Neste final de semana a família já estava bastante sufocada face ao confinamento imposto pelos acontecimentos nas últimas semanas, nas quais seguimos à risca os procedimentos de reclusão urbana. Aliás, nada mais natural termos nos sentido desconfortáveis pela pressão do confinamento, ainda mais em se tratando de um agricolão, uma agricolona e suas agricolinhas. Para nosso feliz privilégio, pudemos fugir da cidade para o mato num movimento onde não precisamos interagir com ninguém na transferência da prole. Até no pedágio passamos batido graças à tecnologia que nos permite pagar eletronicamente. Portanto zero exposição na transição de ambiente. Mas ainda assim a sombra do caos atual na cidade nos assombrava silenciosamente.
 
Uma vez no mato: portas escancaras, cachorrada correndo solta, longas caminhadas da família pelos carreadores, e nossas peles respirando alegremente e sintetizando vitamina D. Voltamos a nos preocupar com protetor solar. Que maravilha!!!
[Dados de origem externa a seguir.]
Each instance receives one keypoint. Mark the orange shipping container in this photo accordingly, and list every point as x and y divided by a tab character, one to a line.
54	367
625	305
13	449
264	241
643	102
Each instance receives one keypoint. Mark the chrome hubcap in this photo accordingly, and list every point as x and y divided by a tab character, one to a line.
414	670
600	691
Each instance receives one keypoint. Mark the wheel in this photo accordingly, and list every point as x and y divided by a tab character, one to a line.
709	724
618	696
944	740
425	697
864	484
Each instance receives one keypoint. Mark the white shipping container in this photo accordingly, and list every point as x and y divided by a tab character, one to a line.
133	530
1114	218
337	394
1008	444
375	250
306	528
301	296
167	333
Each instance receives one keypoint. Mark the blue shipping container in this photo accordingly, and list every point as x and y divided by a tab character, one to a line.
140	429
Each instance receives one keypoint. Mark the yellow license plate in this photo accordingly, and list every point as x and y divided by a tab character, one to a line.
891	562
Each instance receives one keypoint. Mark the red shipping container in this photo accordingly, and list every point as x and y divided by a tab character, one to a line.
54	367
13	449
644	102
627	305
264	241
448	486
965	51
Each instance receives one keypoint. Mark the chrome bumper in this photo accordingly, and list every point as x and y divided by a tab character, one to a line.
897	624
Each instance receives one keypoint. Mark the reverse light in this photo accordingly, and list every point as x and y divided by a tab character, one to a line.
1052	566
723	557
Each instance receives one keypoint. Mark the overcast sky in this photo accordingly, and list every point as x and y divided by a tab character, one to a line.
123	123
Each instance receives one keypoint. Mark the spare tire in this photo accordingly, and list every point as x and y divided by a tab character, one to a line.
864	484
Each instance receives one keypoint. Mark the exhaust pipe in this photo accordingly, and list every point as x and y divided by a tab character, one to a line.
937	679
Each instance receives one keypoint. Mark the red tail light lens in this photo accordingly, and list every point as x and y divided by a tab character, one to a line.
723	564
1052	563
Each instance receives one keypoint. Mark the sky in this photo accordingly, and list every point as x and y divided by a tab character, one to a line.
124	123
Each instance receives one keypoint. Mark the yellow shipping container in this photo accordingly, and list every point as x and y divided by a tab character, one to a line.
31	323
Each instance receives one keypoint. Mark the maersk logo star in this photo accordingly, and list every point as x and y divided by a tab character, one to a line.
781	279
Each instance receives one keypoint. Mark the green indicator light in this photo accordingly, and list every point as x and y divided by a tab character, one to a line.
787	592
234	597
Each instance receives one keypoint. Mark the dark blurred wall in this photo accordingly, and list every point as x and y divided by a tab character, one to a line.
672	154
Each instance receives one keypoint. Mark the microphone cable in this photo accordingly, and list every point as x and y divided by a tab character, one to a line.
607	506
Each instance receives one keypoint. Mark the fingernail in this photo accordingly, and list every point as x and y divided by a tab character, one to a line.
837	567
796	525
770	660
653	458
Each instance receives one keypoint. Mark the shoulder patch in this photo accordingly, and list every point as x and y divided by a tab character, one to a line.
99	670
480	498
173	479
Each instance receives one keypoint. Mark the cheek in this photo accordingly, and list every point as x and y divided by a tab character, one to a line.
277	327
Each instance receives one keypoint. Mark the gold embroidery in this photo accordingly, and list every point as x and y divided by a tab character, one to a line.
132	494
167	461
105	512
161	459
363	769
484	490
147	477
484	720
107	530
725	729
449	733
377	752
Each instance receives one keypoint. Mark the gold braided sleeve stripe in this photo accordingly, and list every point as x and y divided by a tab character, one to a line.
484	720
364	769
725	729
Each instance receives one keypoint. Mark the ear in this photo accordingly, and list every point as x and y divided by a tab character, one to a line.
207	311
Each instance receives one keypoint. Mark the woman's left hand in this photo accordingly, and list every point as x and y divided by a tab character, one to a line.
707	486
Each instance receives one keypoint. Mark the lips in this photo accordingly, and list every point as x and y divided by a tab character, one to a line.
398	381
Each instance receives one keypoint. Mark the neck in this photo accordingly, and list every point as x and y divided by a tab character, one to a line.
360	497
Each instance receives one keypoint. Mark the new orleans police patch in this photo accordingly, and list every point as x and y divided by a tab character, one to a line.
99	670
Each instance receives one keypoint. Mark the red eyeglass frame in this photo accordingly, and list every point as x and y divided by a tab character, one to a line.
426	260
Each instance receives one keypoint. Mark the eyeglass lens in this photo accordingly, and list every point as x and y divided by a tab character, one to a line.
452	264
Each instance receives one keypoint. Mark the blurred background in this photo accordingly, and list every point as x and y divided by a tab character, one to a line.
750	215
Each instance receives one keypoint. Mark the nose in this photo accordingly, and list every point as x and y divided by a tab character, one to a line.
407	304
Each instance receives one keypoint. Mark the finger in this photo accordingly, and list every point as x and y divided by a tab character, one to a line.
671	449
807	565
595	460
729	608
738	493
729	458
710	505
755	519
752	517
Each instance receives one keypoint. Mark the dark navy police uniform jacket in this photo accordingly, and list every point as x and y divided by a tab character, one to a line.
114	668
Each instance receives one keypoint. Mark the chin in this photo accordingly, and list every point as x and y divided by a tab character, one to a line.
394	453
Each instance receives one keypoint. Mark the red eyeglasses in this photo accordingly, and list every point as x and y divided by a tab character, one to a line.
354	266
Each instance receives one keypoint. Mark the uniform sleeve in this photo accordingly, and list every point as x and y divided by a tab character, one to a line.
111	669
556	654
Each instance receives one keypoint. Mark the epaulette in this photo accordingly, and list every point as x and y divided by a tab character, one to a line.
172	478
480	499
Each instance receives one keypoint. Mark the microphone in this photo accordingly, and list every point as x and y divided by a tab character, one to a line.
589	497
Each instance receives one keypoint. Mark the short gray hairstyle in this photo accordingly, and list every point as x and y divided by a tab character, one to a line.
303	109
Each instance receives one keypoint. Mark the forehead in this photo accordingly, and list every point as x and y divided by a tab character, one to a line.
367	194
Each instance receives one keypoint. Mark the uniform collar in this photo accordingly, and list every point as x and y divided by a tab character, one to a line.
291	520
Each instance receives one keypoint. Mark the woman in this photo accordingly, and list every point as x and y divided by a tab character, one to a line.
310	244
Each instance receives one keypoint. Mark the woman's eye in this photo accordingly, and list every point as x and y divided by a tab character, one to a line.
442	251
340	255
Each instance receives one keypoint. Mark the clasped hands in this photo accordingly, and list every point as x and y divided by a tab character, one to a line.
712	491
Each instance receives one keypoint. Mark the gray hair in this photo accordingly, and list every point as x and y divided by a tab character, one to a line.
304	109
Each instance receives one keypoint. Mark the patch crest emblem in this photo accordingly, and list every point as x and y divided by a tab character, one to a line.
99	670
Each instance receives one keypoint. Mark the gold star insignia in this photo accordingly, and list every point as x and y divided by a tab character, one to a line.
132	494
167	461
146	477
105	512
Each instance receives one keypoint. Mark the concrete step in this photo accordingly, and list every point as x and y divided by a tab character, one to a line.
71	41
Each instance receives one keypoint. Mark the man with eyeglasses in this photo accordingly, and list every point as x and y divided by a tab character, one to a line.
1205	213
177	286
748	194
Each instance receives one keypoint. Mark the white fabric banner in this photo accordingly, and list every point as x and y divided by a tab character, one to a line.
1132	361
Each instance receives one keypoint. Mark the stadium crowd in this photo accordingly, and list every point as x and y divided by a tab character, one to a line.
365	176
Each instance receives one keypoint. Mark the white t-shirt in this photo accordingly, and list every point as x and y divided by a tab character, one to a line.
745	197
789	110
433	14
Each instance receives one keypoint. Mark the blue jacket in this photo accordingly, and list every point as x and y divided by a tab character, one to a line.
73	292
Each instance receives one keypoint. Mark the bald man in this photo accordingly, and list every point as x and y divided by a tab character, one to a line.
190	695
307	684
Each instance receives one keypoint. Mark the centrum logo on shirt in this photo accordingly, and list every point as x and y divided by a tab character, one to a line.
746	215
Criançada reclamou dos carrapichos grudados, a churrasqueira não parou de soltar comida, a gente encontrou carrapatos nos cachorros, a família apanhou frutas no pomar e o vento frio do final da tarde de outono afugentou a gente pra dentro do alpendre. Que maravilha!!! Esquecemos da pressão da cidade. Mas ainda assim a sombra do caos atual na cidade nos assombrava silenciosamente.
 
Depois de um dia inteiro de esquecimento dos problemas da cidade (nós adoramos isso no mato, e este é o principal motivo pra estarmos no mato), o sol baixou e a coisa se aquietou. Depois de alguns jogos de tabuleiro com a família, resolvi fumar um paiero sozinho no escuro no alto da colina, tomando minha cervejinha. Só eu e eu. Quietinho, pra pensar na vida. Aquela coisa de caboclo. Que maravilha!!! Mas não imaginava que caos da cidade ainda me assombrava silenciosamente. Estava eu começando a minha viagem mental dentro do meu próprio "imbiguim" quando percebi que meu corpo estava virado na direção da claridade da cidade ao longe no horizonte. Igual à minha infância quando ficávamos na morro da roça olhando as luzes cidade imaginando as coisas maravilhosas que estavam acontecendo enquanto a gente estava quase pra escutar os gritos ordenando a gente pra lavar o pé antes de dormir, na hora em que as vacas dormiam. Foi nessa hora que minha jornada mental relaxante sumiu. Fiquei brabo comigo mesmo. Entrou na minha cabeça uma onda de questionamentos: porque eu estava com o corpo virado pra cidade? O que me fazia olhar pra lá? O que daquelas luzes era mais importante do que meu momento no mato? Se meus pais dependem da lavoura de café e eu vivo dos insumos para as lavouras de cereais e fibras, porque meu corpo ainda está virado paras as luzes da cidade? Será que existe algum feitiço? Será que eram essas luzes que deslumbravam os romanos na cintilante Lutécia(Paris)?
 
E percebi que parte disso é o meu/nosso condicionamento. O movimento que transformou a relação populacional brasileira rural/urbana nos últimos 50 anos de 50/50 pra 10/90, assim como ocorreu ainda mais pronunciadamente nos países desenvolvidos, tem muita culpa no cartório nesse condicionamento. Passamos a pensar que o caminho certo é este. Estive na Europa no final de 2019 e o agricultor por lá está mais abandonado que obra de prefeitura depois da eleição. Não quero entrar aqui naquele coro com veias do pescoço saltadas vociferando contra este movimento, até porque já aconteceu. Acabou. As pessoas de maneira geral não querem viver uma vida da roça. Ninguém da nova geração quer viver no mato em nenhum lugar do mundo. 3 ou 4 caiporas querem. Mas nesses momentos de crise, temos a certeza de que a roça é o lugar seguro. Economicamente é ela que segue firme e forte também. Socialmente ela continua gerando os 10% de empregos na roça, e mais 20%-30% indiretos da cadeia: suprimentos, bancos, indústrias, serviços, etc. O agro nos trás a segurança alimentar para nos abastecer, estabilidade social empregando e propulsão econômica para fazer nossa roda girar. Só sei que bem no meio desses pensamentos, meu corpo se virou para o outro lado, pra um pasto no escuro na direção oposta. E segui firme olhando pro lado escuro do horizonte e pensando, orgulhoso de estar prestigiando o que acredito que devemos prestigiar, cumprindo missão vitoriosa. Valorizando o escuro do mato que de dia faz nosso país acontecer. Boi, soja, milho, algodão, café, laranja, eucalipto, arroz, HF, feijão...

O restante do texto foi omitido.